Hal itu diungkapkan oleh Legislator asal Sulawesi Utara (Sulut) saat mengikuti Rapat Dengar Pendapat (RDP) antara Komisinya dengan Dirjen Bina Marga dan Dirjen Bina Konstruksi Kementerian PUPR, Selasa (30/03/2021).
Herson mengatakan untuk Dirjen Bina Konstruksi, berkaitan dengan Perpres Nomor 16 Tahun 2018 yang diperbaharui dengan Perpres Nomor 12 Tahun 2021 tentang pengadaan Barang dan Jasa, pelaksanaannya di Jakarta aman-aman saja, namun dua Perpres itu menimbulkan multi efek di daerah. Pertama, timbul persaingan di antara penyedia jasa. ” Misalnya di Sulut, penyedia jasa dari luar daerah seperti Aceh maupun daerah lain bisa masuk, ini mengakibatkankan sulitnya pengusaha lokal berkompetisi, apalagi kalau pengusaha jasanya dari BUMN.” Ungkap Politisi PDIP ini.
Akibat lain, Lanjut Herson mengatakan, munculnya praktek praktek yang tidak wajar seperti jual beli proyek Nasional di Daerah. “Jadi pada saat lelang, perusahaan dari luar punya peralatan lengkap, sehingga mereka menang, tapi ketika mau kerja dioper ke kontraktor lokal yang tidak punya peralatan, ini sudah terjadi selama ini,” bebernya.
Persoalan kedua, kata Herson lagi, terkait kwalitas pekerjaan, persyaratan tender yakni pada penawar terendah, tapi justru ini yang jadi masalah. Ia menduga orang-orangĀ balai mulai dari Satker, hingga Pokjanya turut bermain. Padahal, penawar terendah itu belum tentu menghasilkan pekerjaan yang berkwalitas. “Saya ambil contoh pembuatan jalan di Dirjen Bina Marga, ada kontraktor pengusaha yang mempunyai AMP ditempat situ, tapi yang menang justru pengusaha yang AMP nya kurang lebih 200 kilometer dari situ. Pasti kwalitas jalan akan beda jauh. ini karna Satker dan Pokjanya bermain disitu, dan ini bukan lagi rahasia umum, karena hampir semua daerah terjadi,” sentilnya.
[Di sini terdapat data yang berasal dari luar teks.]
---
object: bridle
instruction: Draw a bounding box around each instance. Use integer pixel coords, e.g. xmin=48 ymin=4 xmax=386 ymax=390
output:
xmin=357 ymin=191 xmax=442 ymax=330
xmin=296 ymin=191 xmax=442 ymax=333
Padahal lanjut Herson, dalam roh dua Perpres ini, disentil soal pemberdayaan pengusaha kecil bahkan koperasi tapi selama ini ia justru tidak melihat itu. “Yang lebih bahaya, orang orang balai itu, di duga mereka sudah punya kontraktor langganan. secara nyata memang tidak terlihat, tapi prakteknya ada, saya kurang tahu bentuk pengawasan dari Dirjen Bina kontruksi seperti apa,” ujarnya.
Mantan Bupati Kabupaten Bolaang Mongimondow Selatan (Bolsel) dua periode itu juga menyinggung, kejanggalan pada Perpres 16. Dimana dalam regulasi itu ada yang namanya PPHP, namun pada Perpres Nomor 12 itu hilang, demikian juga soal tugas dari PPK dan PA, dalam Perpres 16 penandatanganan kontrak dilakukan oleh PPK, namun pada Perpres Nomor 12 dialihkan ke PA, padahal tugas PA sudah sangat berat. “Karena itu, mungkin ada masukan untuk Kementrian PUPR untuk bagaimana lebih menyempurnakan Perpres ini, terutama soal PPHP meski di Daerah sudah dibentuk Tim Tekhnis. Kan tidak masuk akal pekerjaan di tawar hingga 30-40 persen dari pagu yang ada, belum membayar pajak, lantas untungnya dari mana,” ujarnya.
Untuk itu Hersob memohon, agar ada perhatian dari Dirjen Bina Konstruksi untuk lebih mengawasi kinerja para bawahannya di daerah. ” Kepala balainya bagus, tapi di bawahnya, para pemain lama, kemarin saya sudah usulkan agar mereka dipindahkan ke tempat lain tapi belum ada tindak lanjutnya sampai hari ini. Kan aneh, ada apa ini, bahkan mereka yang terindikasi justru dikasih kepercayaan, jadi PPK, jadi Satker, padahal ini pemain pemain,” singgungnya.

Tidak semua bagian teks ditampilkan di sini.